No, honey. Not tomorrow. But sometime. And that’s all I know how to do. Face it, let it shred you, and surround yourself with people and animals who need to be loved.
ruemara
I love to read, probably too much because I should be writing. It’s an effective transportation device for mind and soul. But the best thing is to wander outside for a bit. This was work I did for World Water Day where I spent hours on my belly in the mud of the sacramento wetlands areas. If I had my old ipod full of tunes, a picnic basket of water and maps to even more natural spots, I might be a lot happier.
RSA
Some years ago I bought a scanner that would do a reasonable job with negatives, and I digitizing a couple of hundred old photographs. My wife and I had traveled a lot in our 20s, when we were living in Europe, and we had albums and loose photos that I just never looked at. Now on hard days, my screen saver gives some comfort.
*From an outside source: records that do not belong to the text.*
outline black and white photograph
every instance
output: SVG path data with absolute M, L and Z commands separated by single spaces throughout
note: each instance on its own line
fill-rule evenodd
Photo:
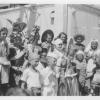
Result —
M 0 3 L 0 96 L 100 96 L 100 4 Z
(I’ve spent days with my wife in the Neuro-ICU of different hospitals, and those photos of places we’ve gone together hold important memories.)
Gin & Tonic
Way late to this thread, but Thierry Legault is a god.
realbtl
@The Dangerman:
I’m headed up that way on the scooter 8-1. I usually go to Moraine to avoid the crowds at LL. It’s nice living only 300 miles away, I get to go every year at least once.
Tom Levenson
@Gin & Tonic: Yup.
Comrade Jake
Nice post. I’ve had the good fortune to visit many of these places, from Maine to Colorado. I grew up in NH and love the NE, but the scenery in the southwest really is captivating.
Does anything really compare to Rocky Mountain National Park? Man that place is majestic. Arches is another place that blew me away.
dmbeaster
Mountains have always been my solace. And my favorites are the Sierras, with many many serene moments spent there in many places. Another special place is the Whites and the bristlecones. Always happy going there.
Debbie(aussie)
I am about to and sit here, with a coffee in the sun and warm my body and my soul. A beautiful park. Has a nature park(zoo of sorts) too. Think I will visit the animals as well.
Fort Geek
Yes. My car. I’d been looking for a Citation X-11 to replace my stock Citation. For all the hate heaped on these little cars, both of them have been nothing but dependable and fun as hell to drive. I found an ’81 X-11 for sale, bought it and had it trucked up from South Florida. It was in pretty rough shape, but I had it drivable in 3 weeks. Within a year I had the worst of the bugs worked out and a lot of pride in the fact that I did it all myself.
When I’m in a dark place mentally, I just grab the keys.
Kurt Montandon
… can we not post pictures that encourage people to come here? We’ve got enough tourists as it is.
(Sitting fifteen miles from where this picture was taken).